I am not at my best this morning. I slept badly and have a headache. I can only pick at breakfast, which makes my mood worse when I consider how much this is costing me. David, on the other hand, is very chipper, engaging Freda in bright conversation and chomping his way through the full Cumbrian breakfast, black pudding and all. He is keen to look at the possible crime scene on the lakeside and deigns to agree to my joining him. Freda, I assume, will be off somewhere with the gang.

David and I wait until the ferry has been and gone, and then I take him out onto the jetty to show him the theatre opposite and the small boats tied up in front of the boatyard. I describe the interval extravaganza with the floating fairies and invite him to imagine the scene. Then we walk along to the area marked off by police tape. The boat is no longer there – removed for forensic examination – so all there is to see is an area of grass. We stop at a gap in the bushes that screen the lake from the road, which interests David.

‘That’s not a newly-made gap,’ he says. ‘It looks as though the boat was moored there deliberately for access to the road.’

‘Which fits bunk, abduction or crime and escape.’ I say.

‘Yes.’

We go through and stand just outside the taped-off area. I have seen crime scenes before: tape across the doors of a college library, where a student had been killed; tape across the drive of a country house where a teenage girl had died; tape flapping in the wind on a desolate area of beach where I myself had found a body; broken fragments of tape clinging to the railings of a Bloomsbury basement where a young woman had been strangled. I ought to be hardened to it, but this morning it gets under my skin. Is this all we know about what happened to Ruby Buxton? Is this the best the police can do – come out and wrap tape round a patch of grass that just might have been the scene of her death?

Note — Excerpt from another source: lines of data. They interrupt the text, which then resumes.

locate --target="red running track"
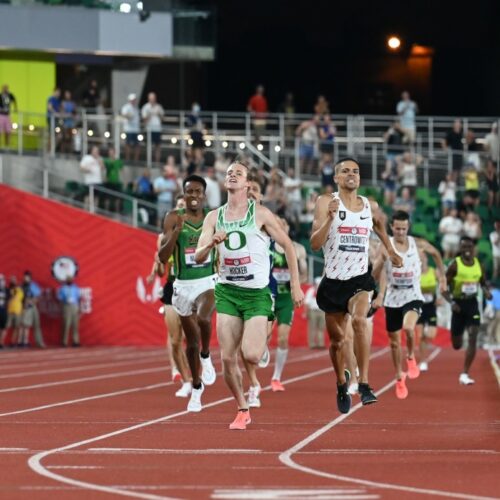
[0,348,500,500]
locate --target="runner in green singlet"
[158,175,217,412]
[195,161,304,430]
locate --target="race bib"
[273,267,290,283]
[184,247,212,267]
[462,283,477,295]
[224,255,254,281]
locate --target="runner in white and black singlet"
[311,158,402,413]
[375,210,446,399]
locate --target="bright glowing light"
[387,36,401,50]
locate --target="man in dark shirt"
[0,85,17,147]
[443,120,464,172]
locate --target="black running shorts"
[385,300,422,332]
[417,302,437,326]
[451,297,481,337]
[316,273,375,313]
[160,281,174,306]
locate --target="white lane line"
[88,448,264,455]
[0,358,169,379]
[0,382,174,417]
[279,348,496,500]
[0,364,169,393]
[28,348,364,500]
[210,488,380,500]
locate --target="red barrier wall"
[0,185,449,345]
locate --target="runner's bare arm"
[415,238,448,295]
[310,195,339,252]
[370,200,403,267]
[158,210,184,264]
[293,241,308,283]
[257,205,304,307]
[194,210,226,264]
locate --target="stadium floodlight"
[120,2,132,14]
[387,35,401,50]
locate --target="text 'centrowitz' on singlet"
[384,236,424,307]
[174,209,216,280]
[215,200,271,288]
[323,193,373,281]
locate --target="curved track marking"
[279,348,496,500]
[28,348,356,500]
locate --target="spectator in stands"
[82,80,101,113]
[318,114,337,159]
[247,85,269,144]
[57,277,82,347]
[465,128,482,170]
[80,146,104,207]
[295,116,319,174]
[321,154,335,193]
[121,94,141,161]
[485,158,500,211]
[153,164,178,227]
[396,151,424,196]
[204,165,222,210]
[61,90,76,153]
[396,90,418,144]
[21,271,46,349]
[439,208,463,259]
[484,122,500,167]
[283,167,304,238]
[438,172,457,216]
[104,146,123,212]
[141,92,165,163]
[314,95,330,118]
[392,187,415,218]
[463,212,483,245]
[304,277,326,349]
[490,219,500,280]
[262,167,287,218]
[0,274,9,349]
[0,85,17,148]
[462,163,480,211]
[442,119,464,172]
[133,168,155,200]
[278,92,295,143]
[47,88,61,151]
[2,275,24,347]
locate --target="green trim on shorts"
[215,283,273,321]
[274,293,293,326]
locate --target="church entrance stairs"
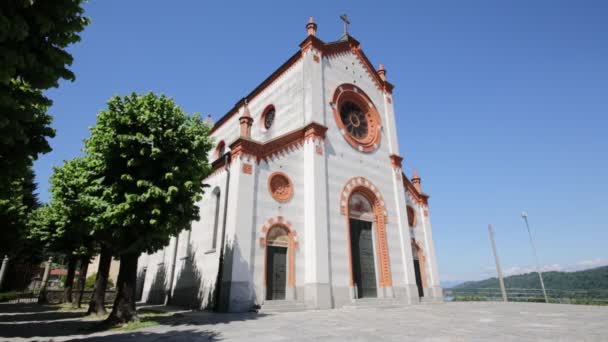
[260,300,308,313]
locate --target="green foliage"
[0,0,88,260]
[84,272,114,289]
[30,157,103,255]
[85,93,212,255]
[0,166,39,262]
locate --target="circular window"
[407,205,416,228]
[340,101,368,139]
[332,84,381,152]
[268,172,293,202]
[262,105,276,129]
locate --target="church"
[137,16,442,312]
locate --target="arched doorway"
[265,225,293,300]
[340,177,393,298]
[412,239,427,297]
[348,192,378,298]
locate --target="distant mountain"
[441,280,464,289]
[453,266,608,290]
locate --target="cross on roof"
[340,14,350,35]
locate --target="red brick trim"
[268,171,293,203]
[389,154,403,169]
[340,177,393,288]
[260,216,299,288]
[412,238,428,288]
[210,36,394,133]
[331,83,382,152]
[230,122,327,162]
[401,173,429,207]
[405,205,417,228]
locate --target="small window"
[215,140,226,159]
[266,226,289,246]
[407,205,416,228]
[262,105,276,129]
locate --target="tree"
[0,0,89,264]
[30,157,100,307]
[85,93,212,323]
[0,165,40,259]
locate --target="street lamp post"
[521,211,549,303]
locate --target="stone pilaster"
[304,126,332,308]
[220,139,257,312]
[390,155,418,303]
[418,206,443,301]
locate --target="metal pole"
[213,153,231,311]
[521,211,549,303]
[0,255,8,290]
[165,233,179,306]
[38,257,53,304]
[488,224,508,302]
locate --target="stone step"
[260,300,308,312]
[342,298,408,309]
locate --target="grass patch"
[111,311,173,331]
[57,303,87,312]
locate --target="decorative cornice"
[222,122,327,163]
[401,173,429,206]
[210,35,394,133]
[389,154,403,169]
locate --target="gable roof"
[210,34,393,133]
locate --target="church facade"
[137,18,442,311]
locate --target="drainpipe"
[165,233,179,306]
[213,153,230,311]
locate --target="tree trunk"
[72,255,91,309]
[63,254,77,303]
[87,246,112,315]
[106,253,139,324]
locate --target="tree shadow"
[0,306,266,341]
[0,319,103,338]
[171,241,203,309]
[0,303,60,314]
[146,263,167,304]
[69,329,221,342]
[0,311,86,322]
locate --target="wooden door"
[350,219,378,298]
[414,259,424,297]
[266,246,287,300]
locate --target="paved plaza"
[0,303,608,342]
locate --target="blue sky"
[35,0,608,280]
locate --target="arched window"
[260,105,276,130]
[266,226,289,247]
[348,193,374,221]
[211,188,220,249]
[407,205,416,228]
[215,140,226,159]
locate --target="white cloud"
[576,258,608,269]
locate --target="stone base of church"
[423,286,443,302]
[228,281,256,312]
[304,283,332,309]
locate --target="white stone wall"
[209,61,304,161]
[252,146,306,303]
[324,53,414,306]
[140,41,440,309]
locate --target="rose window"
[268,172,293,202]
[340,101,368,139]
[331,84,381,152]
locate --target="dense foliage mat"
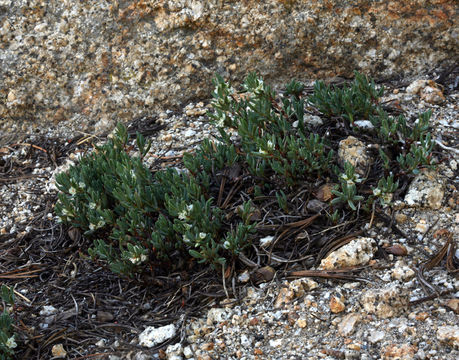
[55,73,434,276]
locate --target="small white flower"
[182,235,191,244]
[346,179,355,186]
[258,149,268,155]
[129,256,140,265]
[5,335,18,349]
[260,236,274,247]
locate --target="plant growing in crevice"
[0,285,17,360]
[55,73,434,275]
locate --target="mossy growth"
[55,73,433,276]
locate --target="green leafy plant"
[55,72,434,275]
[0,285,17,360]
[331,162,364,211]
[309,72,384,124]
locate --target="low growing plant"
[55,73,433,275]
[0,285,17,360]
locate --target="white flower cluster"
[341,174,362,186]
[178,205,193,220]
[129,254,147,265]
[258,140,274,155]
[5,335,18,349]
[89,218,105,231]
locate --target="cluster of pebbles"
[0,76,459,360]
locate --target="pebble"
[319,237,377,270]
[139,324,177,348]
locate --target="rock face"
[0,0,458,135]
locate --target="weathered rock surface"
[0,0,458,136]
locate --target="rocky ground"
[0,72,459,360]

I turn to David. ‘If they think this is the place, and they – and you – think she’s dead, why haven’t they dragged the bloody lake?’ I demand. ‘Her parents have a right to know, don’t they?’

Surprisingly, he puts an arm round me. ‘If there’s a body in there, it will come to the surface soon. Dragging a lake is hugely expensive. They are still looking – following other lines. It’s a question of where to put their resources. You’d rather they were still looking for a live girl, wouldn’t you?’

I don’t have an answer but I do like the feel of his arm round me, and I am about to lean into it when a voice calls, ‘Hi!’ and there is Freda standing in the gap by the road. Not only has she interrupted us but she is extremely sarky – a proper Year Nine this morning. She soon flounces off but she has broken the moment and we go back to the hotel for coffee, and for me to have another session with Dumitru.

His face is looking worse, if anything, this morning; the bruising has come out and he looks grey and preoccupied. I take the risk of a head-on approach.

‘There’s something the matter, Dumitru, isn’t there? Not just your face. You’re not with me. Do you want to tell me what it is?’

He looks at me, but his eyes are blank. ‘No,’ he says. ‘Just learning. No talking.’

He shakes his head vigorously as he says this but stops and closes his eyes.

‘You’ve got a headache, haven’t you?’ I ask, and don’t wait for an answer. ‘We need to work on your spelling, but you don’t look in a fit state for reading and writing.’

I wish I had the flash cards I promised but I’ve been too busy to get Freda onto those – and she’s not in the mood to be helpful anyway.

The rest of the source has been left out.